L’Assemblée nationale vient d’adopter le 17 mai 2013, le projet de loi porta ...

24/05/2013

L’Assemblée nationale vient d’adopter le 17 mai 2013, le projet de loi portant diverses dispositions d’adaptation au droit de l’Union européenne dans le domaine du développement durable, en première lecture, session ordinaire et en procédure accélérée.

En cliquant sur « Plus d’informations » à la fin de notre brève vous pourrez télécharger dans son intégralité, en pdf, le texte de loi n°140 dit « Petite loi », en haut et à gauche de la page du site de l’Assemblée nationale.

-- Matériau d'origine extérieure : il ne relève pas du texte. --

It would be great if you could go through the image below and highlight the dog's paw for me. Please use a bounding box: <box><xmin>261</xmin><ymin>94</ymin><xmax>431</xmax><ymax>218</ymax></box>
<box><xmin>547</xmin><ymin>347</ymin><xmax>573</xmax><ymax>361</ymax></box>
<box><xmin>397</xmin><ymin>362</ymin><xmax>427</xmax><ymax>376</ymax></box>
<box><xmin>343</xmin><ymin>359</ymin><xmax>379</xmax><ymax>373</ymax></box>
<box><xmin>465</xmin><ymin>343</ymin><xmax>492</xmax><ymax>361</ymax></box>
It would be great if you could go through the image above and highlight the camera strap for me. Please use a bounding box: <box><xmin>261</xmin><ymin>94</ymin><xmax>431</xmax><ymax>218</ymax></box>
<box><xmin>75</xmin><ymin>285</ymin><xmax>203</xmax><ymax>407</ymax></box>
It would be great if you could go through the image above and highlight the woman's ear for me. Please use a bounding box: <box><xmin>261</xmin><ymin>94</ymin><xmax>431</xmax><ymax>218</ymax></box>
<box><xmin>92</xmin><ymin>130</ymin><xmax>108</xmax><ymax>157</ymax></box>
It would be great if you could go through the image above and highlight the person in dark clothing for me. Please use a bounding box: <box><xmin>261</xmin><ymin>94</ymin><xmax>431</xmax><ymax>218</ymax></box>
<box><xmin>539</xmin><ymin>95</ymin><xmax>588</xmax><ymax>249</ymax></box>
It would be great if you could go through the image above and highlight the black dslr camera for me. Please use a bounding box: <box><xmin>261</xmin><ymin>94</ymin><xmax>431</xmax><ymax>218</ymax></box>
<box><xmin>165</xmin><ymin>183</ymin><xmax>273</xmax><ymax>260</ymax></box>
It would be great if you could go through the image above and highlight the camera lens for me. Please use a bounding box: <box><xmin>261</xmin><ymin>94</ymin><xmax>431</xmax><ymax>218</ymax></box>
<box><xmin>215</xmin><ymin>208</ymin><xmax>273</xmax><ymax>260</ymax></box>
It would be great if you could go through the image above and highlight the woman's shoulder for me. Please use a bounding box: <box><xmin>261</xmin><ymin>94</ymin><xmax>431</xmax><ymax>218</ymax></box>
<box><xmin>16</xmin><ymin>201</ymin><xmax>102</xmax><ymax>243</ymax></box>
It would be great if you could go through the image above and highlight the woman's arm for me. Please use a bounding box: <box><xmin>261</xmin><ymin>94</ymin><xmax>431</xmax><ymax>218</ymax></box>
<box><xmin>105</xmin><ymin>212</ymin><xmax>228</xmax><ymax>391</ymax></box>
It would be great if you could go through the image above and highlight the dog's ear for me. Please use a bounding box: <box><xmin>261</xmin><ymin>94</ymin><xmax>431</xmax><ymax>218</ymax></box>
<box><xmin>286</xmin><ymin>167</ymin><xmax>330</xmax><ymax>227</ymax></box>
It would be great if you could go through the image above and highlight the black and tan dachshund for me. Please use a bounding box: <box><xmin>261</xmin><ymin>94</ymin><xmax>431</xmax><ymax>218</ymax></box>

Tout ce qui se réfère aux gens de mer se trouve dans le texte de loi, de la page 42 à la page 88 , à partir du chapitre III, sur les dispositions relatives à la transposition de la directive 2009/13/CE du Conseil, du 16 février 2009, portant mise en œuvre de l’accord conclu par les associations des armateurs de la Communauté européenne (ECSA) et la fédération européenne des travailleurs des transports (ETF) concernant la convention du travail maritime, 2006, et portant modernisation du droit social des gens de mer.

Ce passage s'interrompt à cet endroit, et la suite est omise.